The Supreme Court may consider as early as Friday whether to take an appeal of one of the great antitrust abuses of recent decades, and the economic import is far larger than the electronic-books market that Apple is accused of rigging. The Justices ought to take the case to show that the law permits the innovation and new business models that power the modern economy.

The Justice Department claims that when Apple created the tablet computer with the iPad in 2010, it also conspired with the major publishing houses to increase e-books prices. The company hoped to inject competition into a retail space dominated by Amazon, which then sold nine of 10 e-books.

Amazon was buying e-books from the publishers wholesale and selling them below the wholesale price, losing a couple bucks on each transaction to attract consumers to its Kindle device and e-commerce business. This tactic displeased the publishers (including HarperCollins, a unit of News Corp. like the Journal). Apple offered the alternative of “agency” pricing, which delegates retail price-making to the producers of intellectual property within caps.

The agency model is legal and common in other industries. And neither the district court nor a fractured panel of the Second Circuit Court of Appeals found that Apple’s contractual terms were illegitimate. There is no suggestion that Apple sought to raise e-book prices, the alleged goal of the bookseller plot.

The company was instead keelhauled with a treacherous new theory of antitrust liability.
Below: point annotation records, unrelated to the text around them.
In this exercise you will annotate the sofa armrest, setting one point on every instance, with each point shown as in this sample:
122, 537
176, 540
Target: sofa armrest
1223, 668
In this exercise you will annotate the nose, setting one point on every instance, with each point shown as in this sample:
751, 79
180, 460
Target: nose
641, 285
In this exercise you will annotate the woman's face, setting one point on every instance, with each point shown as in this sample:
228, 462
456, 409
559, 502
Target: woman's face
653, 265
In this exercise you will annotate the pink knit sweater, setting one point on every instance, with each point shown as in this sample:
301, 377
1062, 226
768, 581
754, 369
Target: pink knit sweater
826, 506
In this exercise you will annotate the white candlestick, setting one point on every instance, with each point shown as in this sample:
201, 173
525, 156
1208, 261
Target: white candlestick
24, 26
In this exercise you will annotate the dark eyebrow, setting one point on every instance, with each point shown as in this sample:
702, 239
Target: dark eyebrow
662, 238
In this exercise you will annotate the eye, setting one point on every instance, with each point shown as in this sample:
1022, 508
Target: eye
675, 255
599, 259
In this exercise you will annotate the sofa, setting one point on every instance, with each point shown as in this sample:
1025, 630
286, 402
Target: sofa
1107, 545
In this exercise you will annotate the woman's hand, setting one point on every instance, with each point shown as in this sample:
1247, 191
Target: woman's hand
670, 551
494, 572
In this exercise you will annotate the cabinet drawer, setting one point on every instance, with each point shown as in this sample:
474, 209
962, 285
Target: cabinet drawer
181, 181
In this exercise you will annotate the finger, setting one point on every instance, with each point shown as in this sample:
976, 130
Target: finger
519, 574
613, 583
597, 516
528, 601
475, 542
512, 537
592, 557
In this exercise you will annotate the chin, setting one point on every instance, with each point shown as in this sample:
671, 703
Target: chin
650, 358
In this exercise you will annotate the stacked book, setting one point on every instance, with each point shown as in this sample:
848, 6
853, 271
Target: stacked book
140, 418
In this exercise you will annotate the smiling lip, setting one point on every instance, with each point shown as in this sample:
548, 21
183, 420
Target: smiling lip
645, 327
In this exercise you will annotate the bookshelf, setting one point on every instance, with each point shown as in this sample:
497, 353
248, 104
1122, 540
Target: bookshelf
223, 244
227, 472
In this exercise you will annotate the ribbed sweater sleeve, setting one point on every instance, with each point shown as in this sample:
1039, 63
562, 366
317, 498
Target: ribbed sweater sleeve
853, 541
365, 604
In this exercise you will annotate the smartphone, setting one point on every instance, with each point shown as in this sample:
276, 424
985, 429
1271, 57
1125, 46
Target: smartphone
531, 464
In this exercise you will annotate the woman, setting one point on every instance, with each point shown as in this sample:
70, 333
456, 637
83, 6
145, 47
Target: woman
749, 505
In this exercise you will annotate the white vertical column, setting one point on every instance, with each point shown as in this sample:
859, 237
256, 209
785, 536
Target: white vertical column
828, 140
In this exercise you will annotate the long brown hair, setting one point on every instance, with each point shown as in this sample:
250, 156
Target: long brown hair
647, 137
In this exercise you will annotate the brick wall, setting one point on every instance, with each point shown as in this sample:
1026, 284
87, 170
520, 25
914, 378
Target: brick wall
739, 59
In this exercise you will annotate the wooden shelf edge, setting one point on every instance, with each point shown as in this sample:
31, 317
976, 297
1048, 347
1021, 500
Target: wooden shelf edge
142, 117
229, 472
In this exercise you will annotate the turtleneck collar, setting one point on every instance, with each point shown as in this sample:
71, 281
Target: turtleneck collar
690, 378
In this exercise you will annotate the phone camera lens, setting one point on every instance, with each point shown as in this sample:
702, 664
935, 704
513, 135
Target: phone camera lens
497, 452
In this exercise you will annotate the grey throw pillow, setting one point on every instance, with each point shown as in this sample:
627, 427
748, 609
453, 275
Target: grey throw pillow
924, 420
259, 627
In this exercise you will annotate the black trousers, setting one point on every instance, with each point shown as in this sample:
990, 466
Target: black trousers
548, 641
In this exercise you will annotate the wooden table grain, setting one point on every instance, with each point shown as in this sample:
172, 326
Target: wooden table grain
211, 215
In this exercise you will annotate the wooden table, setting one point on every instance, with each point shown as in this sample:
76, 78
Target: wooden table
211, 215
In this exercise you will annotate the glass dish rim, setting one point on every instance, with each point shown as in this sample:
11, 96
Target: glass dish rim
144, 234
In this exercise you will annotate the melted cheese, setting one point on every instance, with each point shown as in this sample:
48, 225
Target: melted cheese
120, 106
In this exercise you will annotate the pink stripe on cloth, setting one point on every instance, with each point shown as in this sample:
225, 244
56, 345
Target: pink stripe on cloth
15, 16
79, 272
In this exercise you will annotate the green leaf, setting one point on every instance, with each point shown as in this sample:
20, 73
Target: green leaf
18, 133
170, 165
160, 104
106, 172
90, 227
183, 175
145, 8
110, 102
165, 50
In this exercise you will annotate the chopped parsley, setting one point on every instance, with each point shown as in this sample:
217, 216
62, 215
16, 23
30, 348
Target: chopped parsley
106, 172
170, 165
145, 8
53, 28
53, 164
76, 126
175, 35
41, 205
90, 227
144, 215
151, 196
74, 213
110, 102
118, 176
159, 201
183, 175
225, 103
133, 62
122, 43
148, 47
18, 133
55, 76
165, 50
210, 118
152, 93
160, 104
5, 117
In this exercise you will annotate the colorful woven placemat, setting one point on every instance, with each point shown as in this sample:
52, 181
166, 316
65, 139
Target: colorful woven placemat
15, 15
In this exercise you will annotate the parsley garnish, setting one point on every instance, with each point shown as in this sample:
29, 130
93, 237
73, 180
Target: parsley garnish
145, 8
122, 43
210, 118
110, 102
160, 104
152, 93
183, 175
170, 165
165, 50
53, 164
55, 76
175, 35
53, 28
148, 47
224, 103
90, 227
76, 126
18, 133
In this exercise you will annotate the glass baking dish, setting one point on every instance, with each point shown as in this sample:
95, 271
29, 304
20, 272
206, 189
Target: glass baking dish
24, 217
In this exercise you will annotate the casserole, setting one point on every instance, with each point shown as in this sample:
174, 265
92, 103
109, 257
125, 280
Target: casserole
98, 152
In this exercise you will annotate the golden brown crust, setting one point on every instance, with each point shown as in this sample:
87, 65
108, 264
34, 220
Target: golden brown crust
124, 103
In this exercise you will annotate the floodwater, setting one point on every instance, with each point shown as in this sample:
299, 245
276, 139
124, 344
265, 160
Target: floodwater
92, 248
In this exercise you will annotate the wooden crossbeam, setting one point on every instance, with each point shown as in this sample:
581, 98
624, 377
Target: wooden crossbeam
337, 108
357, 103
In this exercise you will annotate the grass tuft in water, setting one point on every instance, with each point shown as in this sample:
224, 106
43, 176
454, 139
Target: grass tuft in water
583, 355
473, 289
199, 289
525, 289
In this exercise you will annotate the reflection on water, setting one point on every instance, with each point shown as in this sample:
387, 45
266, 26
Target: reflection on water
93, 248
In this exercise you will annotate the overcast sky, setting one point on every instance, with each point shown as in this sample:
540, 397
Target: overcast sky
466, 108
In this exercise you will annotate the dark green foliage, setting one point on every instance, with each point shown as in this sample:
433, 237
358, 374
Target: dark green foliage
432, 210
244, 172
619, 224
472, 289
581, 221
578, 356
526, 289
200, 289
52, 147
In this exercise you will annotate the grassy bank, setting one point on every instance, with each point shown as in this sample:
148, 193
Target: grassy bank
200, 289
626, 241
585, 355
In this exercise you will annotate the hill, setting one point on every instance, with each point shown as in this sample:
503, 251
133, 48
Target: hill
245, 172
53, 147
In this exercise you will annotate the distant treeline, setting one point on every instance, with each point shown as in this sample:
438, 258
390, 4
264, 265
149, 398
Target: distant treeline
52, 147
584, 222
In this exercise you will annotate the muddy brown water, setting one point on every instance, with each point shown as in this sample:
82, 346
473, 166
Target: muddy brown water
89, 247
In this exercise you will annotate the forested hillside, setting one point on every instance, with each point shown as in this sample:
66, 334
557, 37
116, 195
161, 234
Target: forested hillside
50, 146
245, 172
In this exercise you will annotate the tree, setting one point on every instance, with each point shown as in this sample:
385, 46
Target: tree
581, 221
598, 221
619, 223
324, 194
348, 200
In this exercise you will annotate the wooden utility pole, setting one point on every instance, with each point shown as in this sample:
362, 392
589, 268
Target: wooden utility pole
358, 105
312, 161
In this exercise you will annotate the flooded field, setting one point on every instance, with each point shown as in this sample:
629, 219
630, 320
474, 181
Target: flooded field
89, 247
Under a threat of financial ruin, the publishers copped to a settlement to so-called “horizontal” collusion—meaning, to translate the antitrust jargon, improper relationships among competitors in the same business. “Vertical” transactions occur with companies like Apple that operate at different industrial levels.

Justice contends that the horizontal scheme was somehow “facilitated” or “orchestrated” by vertical conduct that was perfectly legal on its own and in Apple’s independent interests. In other words, if there wasn’t a new digital bookstore and a new platform to consume content, there never would have been a conspiracy. Apparently the tech giant is guilty of price fixing, even though it didn’t attempt to fix prices, for having the nerve to enter a market commanded by a monopolist.

Even worse, the lower courts ruled such conduct “per se” illegal—a narrow class of violations that used to be reserved for actions that are so inherently nefarious they are automatically illegal. Most antitrust is supposed to be governed by a “rule of reason” standard, in which judges examine real-world evidence to see if competition has increased and consumers are better off.

In the case of e-books, average retail prices for the trade market that includes all titles fell to $7.34 from $7.97 in the two years after Apple introduced agency pricing. Over the same period average prices for best-sellers among the defendant publishers did climb modestly—but they’ve since plunged over the long run as competition has surged. Apple’s entry led to a profusion of more advanced tablet devices and an ecosystem that features many more titles and more digital-only and independent publishers.

The Second Circuit’s ruling that vertical arrangements can be per se illegal conflicts with a more rational 2008 decision out of the Third Circuit and a 2007 Supreme Court precedent. More to the point, allowing the decision to stand is a menace to the digital economy.

The U.S. digital innovation wave isn’t merely about technology but new forms of economic organization and distribution. Vertical arrangements include software and patent licensing or subscriptions to streaming video and music services. The Open Table app maintains vertical relationships with restaurants to make reservations. Are they “orchestrating” a dining conspiracy too?

The federal vendetta against the iPad and new, dynamic business models would be laughable were it not so dangerous. Justice should have stood down years ago, but Apple v. United States is the last chance to correct this antitrust malpractice.